Sécheresse : Les patates vont-elles manquer comme en 1976 ?

La sécheresse met à mal les champs de pommes de terre très gourmandes en eau. Pas plus grandes que des balles de ping-pong, elles ne sont même plus commercialisables.

SÉCHERESSE - La fin des patates ? « En Belgique, les ménagères se procurent les tubercules au marché noir car, après un arrêté de taxation, les pommes de terre ont quasiment disparu des épiceries », cette citation est tirée d’un article du Monde paru en 1976. Malgré son ton démodé, elle pourrait bien être de nouveau d’actualité en 2022 avec des rendements de patates en chute libre et des foyers qui en seront privés.

De l’automne 75 à l’été 76, l’Europe a vécu sa dernière grande sécheresse entraînant une chute de la production agricole de fruits et légumes. Les similitudes sont grandes avec ce que subit l’hexagone depuis le début de l’été : peu de pluie, des sols extrêmement secs, des chaleurs extrêmes.

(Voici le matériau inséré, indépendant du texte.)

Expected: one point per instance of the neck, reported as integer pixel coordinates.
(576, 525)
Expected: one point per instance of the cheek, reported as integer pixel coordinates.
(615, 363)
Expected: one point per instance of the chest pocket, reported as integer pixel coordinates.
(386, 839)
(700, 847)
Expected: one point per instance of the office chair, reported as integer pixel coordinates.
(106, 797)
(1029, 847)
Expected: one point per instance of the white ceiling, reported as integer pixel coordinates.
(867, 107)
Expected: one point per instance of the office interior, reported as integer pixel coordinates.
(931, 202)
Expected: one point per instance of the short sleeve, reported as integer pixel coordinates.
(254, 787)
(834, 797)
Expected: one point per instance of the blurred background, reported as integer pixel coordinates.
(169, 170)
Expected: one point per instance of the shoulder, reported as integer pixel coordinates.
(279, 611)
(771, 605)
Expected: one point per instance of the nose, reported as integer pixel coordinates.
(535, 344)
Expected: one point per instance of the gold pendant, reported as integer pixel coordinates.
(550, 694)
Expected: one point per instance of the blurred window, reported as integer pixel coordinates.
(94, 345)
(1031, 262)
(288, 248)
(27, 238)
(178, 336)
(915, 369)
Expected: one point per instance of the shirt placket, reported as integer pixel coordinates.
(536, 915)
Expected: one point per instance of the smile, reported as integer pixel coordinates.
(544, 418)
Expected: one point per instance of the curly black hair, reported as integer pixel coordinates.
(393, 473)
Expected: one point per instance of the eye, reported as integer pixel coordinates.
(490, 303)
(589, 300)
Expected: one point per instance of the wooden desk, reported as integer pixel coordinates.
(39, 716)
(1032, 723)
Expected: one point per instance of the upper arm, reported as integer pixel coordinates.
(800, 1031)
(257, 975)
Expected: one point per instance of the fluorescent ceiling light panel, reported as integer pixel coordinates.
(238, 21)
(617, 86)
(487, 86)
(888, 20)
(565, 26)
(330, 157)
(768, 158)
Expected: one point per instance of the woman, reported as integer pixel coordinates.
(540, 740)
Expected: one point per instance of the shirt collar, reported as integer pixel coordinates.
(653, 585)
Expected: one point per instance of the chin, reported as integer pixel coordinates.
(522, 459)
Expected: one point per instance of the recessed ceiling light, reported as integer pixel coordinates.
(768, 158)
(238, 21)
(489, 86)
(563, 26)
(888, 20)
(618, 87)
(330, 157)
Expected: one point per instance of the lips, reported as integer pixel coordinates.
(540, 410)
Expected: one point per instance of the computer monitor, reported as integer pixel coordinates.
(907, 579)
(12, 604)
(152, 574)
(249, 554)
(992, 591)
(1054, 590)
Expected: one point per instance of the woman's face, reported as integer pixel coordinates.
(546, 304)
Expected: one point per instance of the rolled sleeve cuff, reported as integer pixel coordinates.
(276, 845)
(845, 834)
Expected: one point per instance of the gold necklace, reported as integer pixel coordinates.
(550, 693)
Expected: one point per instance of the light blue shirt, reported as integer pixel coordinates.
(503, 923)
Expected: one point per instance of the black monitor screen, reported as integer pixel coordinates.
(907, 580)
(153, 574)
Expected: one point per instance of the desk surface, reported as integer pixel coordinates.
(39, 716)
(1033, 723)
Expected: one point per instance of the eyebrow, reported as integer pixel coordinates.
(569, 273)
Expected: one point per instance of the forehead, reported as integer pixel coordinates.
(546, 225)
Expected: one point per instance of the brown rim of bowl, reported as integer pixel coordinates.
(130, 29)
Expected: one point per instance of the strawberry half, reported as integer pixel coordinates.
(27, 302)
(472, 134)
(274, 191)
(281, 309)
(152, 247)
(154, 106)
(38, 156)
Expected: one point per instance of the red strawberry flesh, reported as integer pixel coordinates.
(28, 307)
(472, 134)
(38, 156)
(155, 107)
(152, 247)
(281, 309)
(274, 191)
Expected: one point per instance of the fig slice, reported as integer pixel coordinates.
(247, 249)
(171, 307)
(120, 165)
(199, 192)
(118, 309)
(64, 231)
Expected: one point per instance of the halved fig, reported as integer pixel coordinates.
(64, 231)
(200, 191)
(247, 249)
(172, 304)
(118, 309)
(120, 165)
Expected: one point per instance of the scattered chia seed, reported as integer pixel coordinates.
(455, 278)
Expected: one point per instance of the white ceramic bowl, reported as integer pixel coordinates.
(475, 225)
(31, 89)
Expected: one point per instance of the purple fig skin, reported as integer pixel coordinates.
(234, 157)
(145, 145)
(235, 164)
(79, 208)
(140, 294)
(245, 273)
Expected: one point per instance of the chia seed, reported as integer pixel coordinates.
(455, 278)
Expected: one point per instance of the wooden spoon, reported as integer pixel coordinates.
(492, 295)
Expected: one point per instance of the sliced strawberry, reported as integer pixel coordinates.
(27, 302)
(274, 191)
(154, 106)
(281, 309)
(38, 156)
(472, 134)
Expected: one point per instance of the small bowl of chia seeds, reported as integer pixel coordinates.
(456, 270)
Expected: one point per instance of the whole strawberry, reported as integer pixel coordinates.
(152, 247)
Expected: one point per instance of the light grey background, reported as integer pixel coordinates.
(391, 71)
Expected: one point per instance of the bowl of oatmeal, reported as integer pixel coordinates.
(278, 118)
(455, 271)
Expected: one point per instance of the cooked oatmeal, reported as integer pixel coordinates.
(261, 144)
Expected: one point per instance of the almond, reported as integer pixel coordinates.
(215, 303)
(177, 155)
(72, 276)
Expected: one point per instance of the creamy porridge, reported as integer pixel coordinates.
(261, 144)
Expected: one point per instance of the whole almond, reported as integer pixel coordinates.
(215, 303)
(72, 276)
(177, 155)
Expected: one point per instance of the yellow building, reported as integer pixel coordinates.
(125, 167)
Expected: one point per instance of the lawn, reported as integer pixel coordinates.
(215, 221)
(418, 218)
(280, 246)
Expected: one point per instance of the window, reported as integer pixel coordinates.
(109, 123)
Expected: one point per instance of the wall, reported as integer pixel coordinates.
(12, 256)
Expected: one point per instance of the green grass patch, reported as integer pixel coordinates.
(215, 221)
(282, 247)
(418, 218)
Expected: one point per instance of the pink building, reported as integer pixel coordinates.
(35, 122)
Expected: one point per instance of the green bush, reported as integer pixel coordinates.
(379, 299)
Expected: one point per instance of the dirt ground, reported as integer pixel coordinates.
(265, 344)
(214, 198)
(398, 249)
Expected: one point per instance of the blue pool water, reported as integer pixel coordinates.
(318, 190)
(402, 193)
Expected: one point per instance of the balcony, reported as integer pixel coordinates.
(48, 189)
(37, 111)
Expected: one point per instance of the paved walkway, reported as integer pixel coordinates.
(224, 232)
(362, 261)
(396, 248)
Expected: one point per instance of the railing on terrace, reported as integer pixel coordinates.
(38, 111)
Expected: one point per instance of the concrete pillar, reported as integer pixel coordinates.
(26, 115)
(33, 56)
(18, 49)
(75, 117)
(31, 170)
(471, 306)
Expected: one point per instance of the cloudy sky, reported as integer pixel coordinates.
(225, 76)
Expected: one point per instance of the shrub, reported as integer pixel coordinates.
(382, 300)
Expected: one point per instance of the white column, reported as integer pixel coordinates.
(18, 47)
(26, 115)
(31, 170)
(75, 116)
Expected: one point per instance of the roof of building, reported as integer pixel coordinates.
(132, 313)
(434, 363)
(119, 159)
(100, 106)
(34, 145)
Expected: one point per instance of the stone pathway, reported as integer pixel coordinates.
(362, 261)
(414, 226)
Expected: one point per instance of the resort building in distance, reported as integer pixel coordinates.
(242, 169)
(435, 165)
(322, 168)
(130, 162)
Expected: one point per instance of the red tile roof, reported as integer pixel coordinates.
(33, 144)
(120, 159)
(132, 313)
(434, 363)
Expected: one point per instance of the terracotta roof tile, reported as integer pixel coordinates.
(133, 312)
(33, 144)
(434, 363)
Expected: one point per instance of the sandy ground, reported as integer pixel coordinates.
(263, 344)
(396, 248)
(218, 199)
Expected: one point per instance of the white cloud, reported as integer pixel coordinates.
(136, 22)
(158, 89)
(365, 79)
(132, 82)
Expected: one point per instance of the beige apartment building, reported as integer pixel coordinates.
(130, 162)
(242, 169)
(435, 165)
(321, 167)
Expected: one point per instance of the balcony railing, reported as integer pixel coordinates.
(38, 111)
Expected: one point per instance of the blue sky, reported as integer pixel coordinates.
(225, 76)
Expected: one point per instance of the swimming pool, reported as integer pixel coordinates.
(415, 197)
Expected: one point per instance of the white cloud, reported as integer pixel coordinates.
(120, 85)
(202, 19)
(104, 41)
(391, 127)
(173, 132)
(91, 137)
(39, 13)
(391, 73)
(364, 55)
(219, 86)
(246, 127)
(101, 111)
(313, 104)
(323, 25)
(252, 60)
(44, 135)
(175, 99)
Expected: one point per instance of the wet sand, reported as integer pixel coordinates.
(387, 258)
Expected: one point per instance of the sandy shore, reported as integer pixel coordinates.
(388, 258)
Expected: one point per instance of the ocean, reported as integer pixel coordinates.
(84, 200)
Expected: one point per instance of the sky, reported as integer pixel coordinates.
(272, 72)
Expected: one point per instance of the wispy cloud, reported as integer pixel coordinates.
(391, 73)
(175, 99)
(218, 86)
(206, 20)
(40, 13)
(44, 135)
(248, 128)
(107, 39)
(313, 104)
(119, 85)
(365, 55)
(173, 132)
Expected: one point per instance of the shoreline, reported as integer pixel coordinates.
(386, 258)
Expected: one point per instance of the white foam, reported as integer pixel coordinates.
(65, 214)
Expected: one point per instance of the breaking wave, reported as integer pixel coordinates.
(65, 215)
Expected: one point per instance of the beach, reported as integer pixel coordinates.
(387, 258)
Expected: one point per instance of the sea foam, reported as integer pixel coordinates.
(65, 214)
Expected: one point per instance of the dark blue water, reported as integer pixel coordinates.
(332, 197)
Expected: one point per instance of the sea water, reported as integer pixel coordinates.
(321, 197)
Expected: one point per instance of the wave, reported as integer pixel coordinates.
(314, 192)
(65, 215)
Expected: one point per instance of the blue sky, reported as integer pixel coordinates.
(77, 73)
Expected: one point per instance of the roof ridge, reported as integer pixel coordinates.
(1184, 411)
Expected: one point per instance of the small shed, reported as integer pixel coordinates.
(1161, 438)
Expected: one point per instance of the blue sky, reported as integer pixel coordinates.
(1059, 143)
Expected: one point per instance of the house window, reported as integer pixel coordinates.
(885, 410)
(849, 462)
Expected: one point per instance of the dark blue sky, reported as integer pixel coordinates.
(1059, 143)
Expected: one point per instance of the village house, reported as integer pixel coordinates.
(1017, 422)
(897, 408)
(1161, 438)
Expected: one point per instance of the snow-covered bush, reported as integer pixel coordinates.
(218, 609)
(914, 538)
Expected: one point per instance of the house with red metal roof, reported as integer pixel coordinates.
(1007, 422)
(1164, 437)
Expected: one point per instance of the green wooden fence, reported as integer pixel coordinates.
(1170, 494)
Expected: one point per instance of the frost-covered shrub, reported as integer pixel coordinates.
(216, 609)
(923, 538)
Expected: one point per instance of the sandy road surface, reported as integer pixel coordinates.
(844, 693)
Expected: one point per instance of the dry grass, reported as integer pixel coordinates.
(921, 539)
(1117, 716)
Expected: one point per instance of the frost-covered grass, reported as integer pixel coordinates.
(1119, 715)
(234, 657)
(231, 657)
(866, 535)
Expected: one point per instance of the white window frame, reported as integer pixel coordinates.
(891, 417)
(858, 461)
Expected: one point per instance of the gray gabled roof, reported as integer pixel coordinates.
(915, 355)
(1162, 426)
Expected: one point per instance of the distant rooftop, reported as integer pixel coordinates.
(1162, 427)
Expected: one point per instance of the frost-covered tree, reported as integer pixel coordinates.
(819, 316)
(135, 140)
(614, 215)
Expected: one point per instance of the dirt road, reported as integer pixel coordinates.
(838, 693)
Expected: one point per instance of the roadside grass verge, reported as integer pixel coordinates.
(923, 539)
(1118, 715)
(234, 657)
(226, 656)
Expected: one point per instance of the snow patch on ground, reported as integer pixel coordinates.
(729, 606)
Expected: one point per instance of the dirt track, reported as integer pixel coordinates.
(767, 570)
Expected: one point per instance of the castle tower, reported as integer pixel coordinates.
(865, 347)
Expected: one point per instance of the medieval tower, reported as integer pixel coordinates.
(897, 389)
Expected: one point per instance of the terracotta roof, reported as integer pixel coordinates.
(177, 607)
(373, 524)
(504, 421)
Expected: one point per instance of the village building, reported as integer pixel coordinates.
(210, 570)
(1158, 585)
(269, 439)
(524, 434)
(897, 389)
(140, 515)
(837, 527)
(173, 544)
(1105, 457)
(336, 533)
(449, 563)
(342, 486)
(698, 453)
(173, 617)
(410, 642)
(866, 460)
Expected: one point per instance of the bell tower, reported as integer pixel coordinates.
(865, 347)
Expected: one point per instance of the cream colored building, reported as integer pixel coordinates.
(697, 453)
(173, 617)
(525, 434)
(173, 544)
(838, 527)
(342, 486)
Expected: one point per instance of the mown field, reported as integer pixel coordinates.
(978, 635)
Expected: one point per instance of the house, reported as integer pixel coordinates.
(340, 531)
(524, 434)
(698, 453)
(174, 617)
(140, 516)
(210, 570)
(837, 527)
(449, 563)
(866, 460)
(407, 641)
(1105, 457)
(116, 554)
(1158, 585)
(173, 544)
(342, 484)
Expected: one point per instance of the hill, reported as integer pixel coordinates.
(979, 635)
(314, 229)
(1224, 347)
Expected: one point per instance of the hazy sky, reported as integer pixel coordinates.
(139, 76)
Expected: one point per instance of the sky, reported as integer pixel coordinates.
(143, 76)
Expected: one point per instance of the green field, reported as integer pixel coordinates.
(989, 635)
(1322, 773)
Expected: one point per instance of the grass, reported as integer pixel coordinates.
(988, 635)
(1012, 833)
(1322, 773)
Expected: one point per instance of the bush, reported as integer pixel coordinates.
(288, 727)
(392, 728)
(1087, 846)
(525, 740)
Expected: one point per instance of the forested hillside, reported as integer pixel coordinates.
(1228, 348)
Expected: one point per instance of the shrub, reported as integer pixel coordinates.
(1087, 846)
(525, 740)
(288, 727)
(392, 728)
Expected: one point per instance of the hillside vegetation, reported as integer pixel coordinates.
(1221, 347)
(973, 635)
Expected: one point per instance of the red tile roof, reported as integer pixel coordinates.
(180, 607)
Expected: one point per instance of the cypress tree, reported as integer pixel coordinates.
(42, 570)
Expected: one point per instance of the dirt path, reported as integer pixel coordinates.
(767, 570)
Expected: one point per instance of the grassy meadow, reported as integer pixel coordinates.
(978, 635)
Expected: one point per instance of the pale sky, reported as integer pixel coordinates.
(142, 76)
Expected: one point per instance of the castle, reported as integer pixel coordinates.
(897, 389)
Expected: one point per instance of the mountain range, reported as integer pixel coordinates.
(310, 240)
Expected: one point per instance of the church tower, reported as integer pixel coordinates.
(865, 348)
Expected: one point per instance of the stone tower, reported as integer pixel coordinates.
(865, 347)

Les conséquences sur les cultures maraîchères semblent emprunter le même chemin.

Pour les agriculteurs européens le coût est déjà lourd : 30 à 40 % de la production de poires et de pommes seraient perdus au Portugal, tandis que seuls 5 000 des 12 000 hectares de pommes de terre vont pouvoir être irrigués en Roumanie, rapporte Euronews.

Un usage très limité de l’eau

Dans l’hexagone, c’est le sort des Hauts-de-France, une des régions les plus productrices de pommes de terre, qui a de quoi inquiéter.

Après le mois de juillet le moins pluvieux jamais enregistré en France, la préfecture du Nord a placé pour la première fois de son histoire une portion du territoire, le bassin de l’Yser, au niveau de « crise sécheresse ». Interdiction d’arroser son jardin, son potager, ou même d’irriguer les cultures : dans cette zone, qui compte 37 communes et 45 000 habitants, les restrictions sont drastiques. Seuls les « légumes frais » peuvent être arrosés, certaines nuits de la semaine.

Fleuron régional, pourvoyeur d’emplois agricoles comme industriels, la pomme de terre ne bénéficie pas de ces dérogations. Pour les producteurs c’est un désastre, le sol s’effrite comme du sable et seules « deux ou trois » pommes de terre semblent viables, témoigne Denis Bollengier, agriculteur dans le Nord à l’AFP. Les autres patates, de la taille d’une balle de ping-pong voire d’une bille, « auraient besoin d’eau pour grossir », continue-t-il.

« S’il ne pleut pas d’ici le 15 août, je risque d’avoir 50 % de perte de rendement », soupire-t-il, mettant en garde contre une hausse des prix du frais et des frites.

Des patates trop petites pour faire des frites

Ses pommes de terre de moins de 35 mm ne font pas la taille requise pour être commercialisées. « Pour faire des frites, il en faut des grosses. En début d’année, on s’engage auprès des industriels sur un tonnage » , explique-t-il. L’enjeu est de taille pour toute l’industrie de la frite comme l’illustrent les craintes de cet exploitant du Pas-de-Calais au micro d’Europe 1 : « Peut-être que demain, on devra renégocier avec Macdo en leur disant que les frites de 9 cm, elles ne mesureront finalement que 7 cm ».

Malheureusement, le problème n’est pas nouveau, cela fait des années que les rendements chutent. Leslie Camus, vice-présidente agriculture pour McCain interrogée par Europe 1, estime la baisse à 6 % pour 10 ans pour son entreprise de frites. Pour elle, la seule solution est d’inciter les agriculteurs à faire pousser de nouvelles variétés de patates plus résistantes aux sécheresses qui seront de plus en plus intenses dans les années à venir.